We do not disagree with the assertion, that, we in the UK can learn from Norway, one of the leading markets for electric car adoption. However, we do not need to go that far. The electric vehicle industry is not the only sector in the UK that has requires or has required government support in its early stages to flourish. We, in the UK, have significant experience with government incentives, in particular, subsidies for the renewable energy sector. The development and mass deployment of solar and wind farms to some extent was only possible with incentives from the UK government. These were known as feed-in tariffs. Despite the success of the renewable energy sector, many of us will recall the challenges faced in the early years of wind and solar development, due to a lack of a clear, robust and long-term incentive framework. Indeed, if there is one thing the government should have leveraged from the RE experience is: the important of creating a robust, unambiguous and long-term incentive framework, to achieve its objectives. Sadly, in the case of the EV industry, the government has failed to demonstrate any learnings from the renewable energy sector. But it is not too late. The government still has an opportunity to introduce an unambiguous, attractive and long-term robust plug-in car grant (PiCG) policy framework for the EV sector. Time is of the essence as the current PiCG grant is due to expire in March 2020.

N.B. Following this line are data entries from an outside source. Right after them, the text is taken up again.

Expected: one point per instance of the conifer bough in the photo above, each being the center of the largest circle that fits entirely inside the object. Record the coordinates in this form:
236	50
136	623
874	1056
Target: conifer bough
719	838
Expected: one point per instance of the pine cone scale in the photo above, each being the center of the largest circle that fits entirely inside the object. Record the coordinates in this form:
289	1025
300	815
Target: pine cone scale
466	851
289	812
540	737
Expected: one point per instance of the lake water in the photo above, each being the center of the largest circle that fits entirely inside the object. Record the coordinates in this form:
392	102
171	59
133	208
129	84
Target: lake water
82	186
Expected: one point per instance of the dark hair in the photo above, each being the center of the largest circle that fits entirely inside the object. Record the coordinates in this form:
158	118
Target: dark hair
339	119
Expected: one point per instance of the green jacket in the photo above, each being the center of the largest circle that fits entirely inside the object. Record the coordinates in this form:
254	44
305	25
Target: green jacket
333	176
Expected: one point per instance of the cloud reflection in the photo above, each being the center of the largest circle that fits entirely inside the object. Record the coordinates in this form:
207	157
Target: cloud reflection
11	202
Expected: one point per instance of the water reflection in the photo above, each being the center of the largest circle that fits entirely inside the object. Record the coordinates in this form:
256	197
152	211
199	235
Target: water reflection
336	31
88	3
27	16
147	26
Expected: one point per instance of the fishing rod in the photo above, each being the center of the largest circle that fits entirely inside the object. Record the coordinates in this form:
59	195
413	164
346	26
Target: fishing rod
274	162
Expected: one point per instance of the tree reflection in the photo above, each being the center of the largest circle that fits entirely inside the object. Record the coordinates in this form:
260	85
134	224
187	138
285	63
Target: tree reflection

Non-Electric Cars Will Be Banned In Britain From 2035 As UK Battles To Reach Net Zero Carbon Emissions
The Government is officially launching the COP26 summit which takes place in November. All non-electric cars will be banned from sale in Britain in 15 years, the Government has announced as it launches a climate action summit taking place this year. The ban on sales of new cars powered by petrol or diesel will now take effect in 2035, five years earlier than previous expected.
We applaud the Government for advancing the date for the ban of internal combustion engine (ICE) vehicles. In fact, in our view, the government should reassess this in 2025 to ascertain if the ban date can be moved further forward i.e. to 2030. Bottom-line, the sooner we can replace ICE vehicles by zero-emission electric cars, the better for our society. We are aware that many participants within the automotive industry have not welcomed the above news, but the ICE sector has had more than 100 years to exploit the transportation opportunity. The next 100 years must be given to EV. We therefore encourage automotive manufactures to invest immediately and more comprehensively in the EV sector. Otherwise, they face an uncertain future, or even worse, extinction!
Tesla is keeping the US electric car market alive and growing as new data shows that the California based automaker owns about 60% of the US market.
There is no doubt that history books will credit Tesla and in particular it’s co-founder Elon Musk for the development of the EV sector. Elon has injected more than just a ‘new technology’ into an old fashioned industry i.e. the automotive sector. He has fuelled excitement beyond any imaginable script and above all evoked in individuals an aspiration for zero-emission electric car driving. The recent phenomenal rise in Tesla valuation is testament to his efforts. History books will need more than one chapter on Tesla and Elon!